Memang kerja sama antara BUMD dan BUMN untuk mengintegrasikan fasilitas transportasi yang ada seperti halte busway dan stasiun KRL telah dilakukan sejak 2019. Misalnya, revitalisasi stasiun seperti Tanah Abang, Manggarai hingga Juanda.

Tapi menurutnya, hal itu pun belum cukup memberikan kemudahan bagi penumpang untuk transit dari satu moda ke moda lainnya.

"Revitalisasi stasiun Juanda, ternyata perpindahan penumpang TransJakarta dan KRL masih sulit dan lewat JPO yang buruk kondisinya. Padahal bisa dibuat lebih mudah via pelican crossing. Selagi integrasi fasilitasnya masih naik turun tangga dan jalan mutar-mutar, ya itu cuma integrasi di bibir saja," ujarnya.

Terlepas dari itu semua, dibandingkan kota-kota besar di Asia Tenggara, Elisa menilai transportasi di Jakarta sudah lebih maju dan modern. "Kalau kita keluarkan Singapura, (di Asia Tenggara) ya Jakarta sudah lebih maju," tuturnya.

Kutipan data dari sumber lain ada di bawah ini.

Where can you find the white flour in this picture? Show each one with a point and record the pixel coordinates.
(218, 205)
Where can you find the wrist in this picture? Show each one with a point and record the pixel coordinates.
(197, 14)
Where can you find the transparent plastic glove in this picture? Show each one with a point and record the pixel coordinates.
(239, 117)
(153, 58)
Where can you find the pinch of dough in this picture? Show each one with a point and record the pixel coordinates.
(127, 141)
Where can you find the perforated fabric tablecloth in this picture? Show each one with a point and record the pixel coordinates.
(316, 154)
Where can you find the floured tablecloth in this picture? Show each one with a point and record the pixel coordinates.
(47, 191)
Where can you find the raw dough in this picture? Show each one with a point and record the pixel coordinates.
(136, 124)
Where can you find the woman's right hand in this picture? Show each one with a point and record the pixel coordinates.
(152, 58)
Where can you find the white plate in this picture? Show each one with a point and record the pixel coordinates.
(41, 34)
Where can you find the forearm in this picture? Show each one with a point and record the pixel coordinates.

Lantas apa saja sarana dan prasarana transportasi yang telah mengalami modernisasi hingga berhasil meredupkan teriakan knalpot dan adu keras klakson di jalan-jalan Jakarta?

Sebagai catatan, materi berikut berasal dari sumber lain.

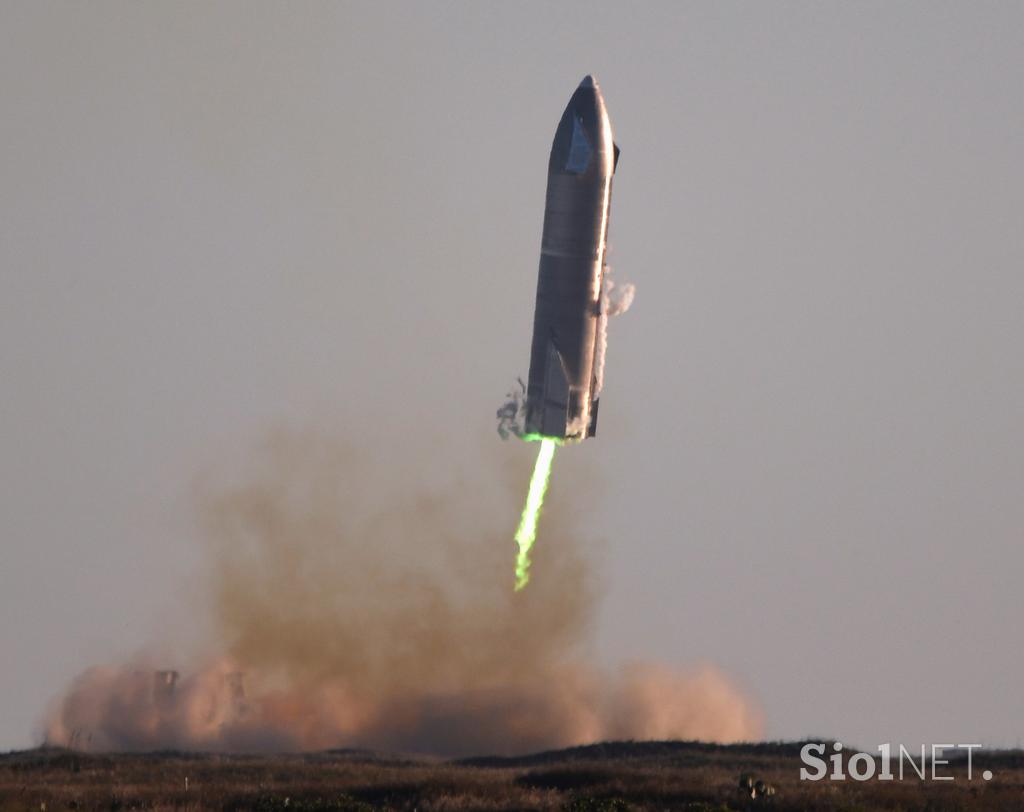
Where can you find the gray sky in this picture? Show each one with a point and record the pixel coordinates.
(220, 218)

Pelanggan sudah bisa menggunakan halte Bundaran HI sudah bisa langsung mengakses ke halte. Sebelumnya untuk mengakses halte, harus menggunakan tangga bawah tanah dari stasiun MRT.(CNN Indonesia/Andry Novelino).

TransJakarta

Kategori 'maju' yang disebut Elisa juga tak lepas dari berkembangnya TransJakarta sejak beroperasi pertama kali pada 15 Januari 2004 hingga sekarang. Sejak era Jokowi dan Basuki Tjahaja Purnama menjabat di Jakarta, integrasi moda antara TransJakarta dengan bus-bus lain seperti kopaja dan metromini dimulai, salah satunya dengan melakukan penataan rute.

Di era Anies Baswedan, upaya integrasi dilanjutkan dengan jangkauan yang lebih luas hingga ke pemukiman warga. Angkutan umum seperti mikrolet diajak bergabung dengan TransJakarta sebagai pengumpan. Kini angkutan-angkutan itu dikenal dengan MikroTrans atau JakLingko.

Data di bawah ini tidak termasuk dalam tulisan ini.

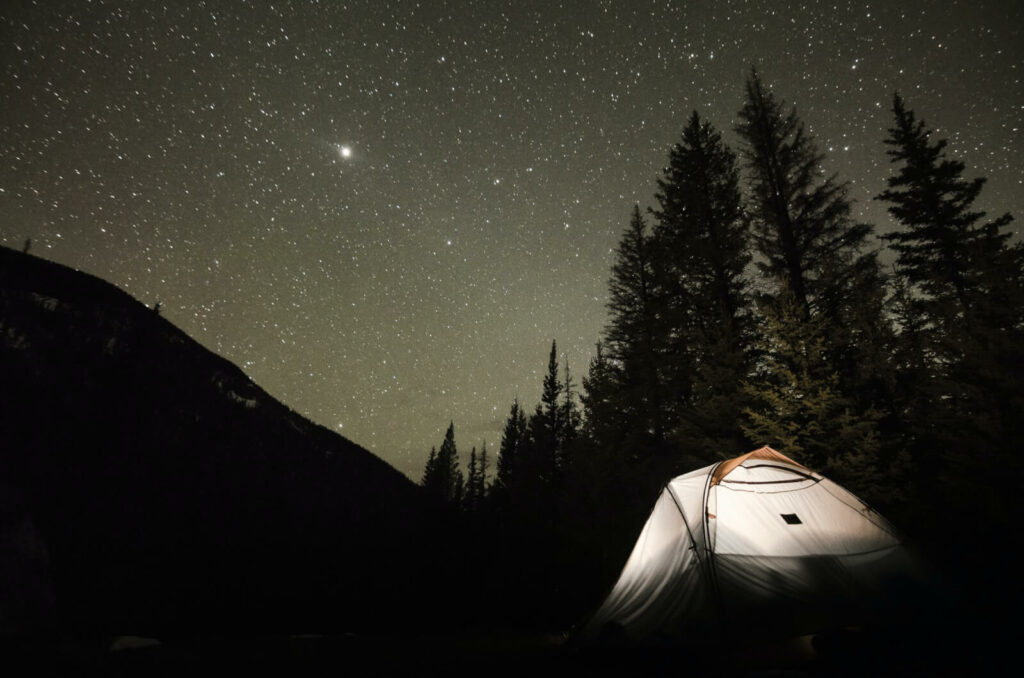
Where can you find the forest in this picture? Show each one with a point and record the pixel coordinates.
(749, 307)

Hingga Januari lalu, TransJakarta tercatat sudah mengoperasikan 72 rute MikroTrans di berbagai wilayah. Jumlah penumpang harian TransJakarta pun terus mengalami tren peningkatan dalam lima tahun terakhir.

Rata-rata penumpang harian TransJakarta sebanyak 297 ribu orang per hari pada 2016 meningkat hampir dua kali lipat menjadi 500 ribu orang per hari pada 2018. Sementara pada Februari 2020, atau sebelum pandemi, jumlahnya sudah menyentuh 1 juta penumpang dalam sehari.

"Sayang ada pandemi. Kalau tidak ada pandemi, saya duga kita bisa melihat capaian 1,5 juta penumpang per hari di TransJakarta. Kalau mau lebih maju lagi ke depannya, Jakarta harus memperbanyak jalur steril bus supaya makin singkat durasi perjalanan," ucap Elisa.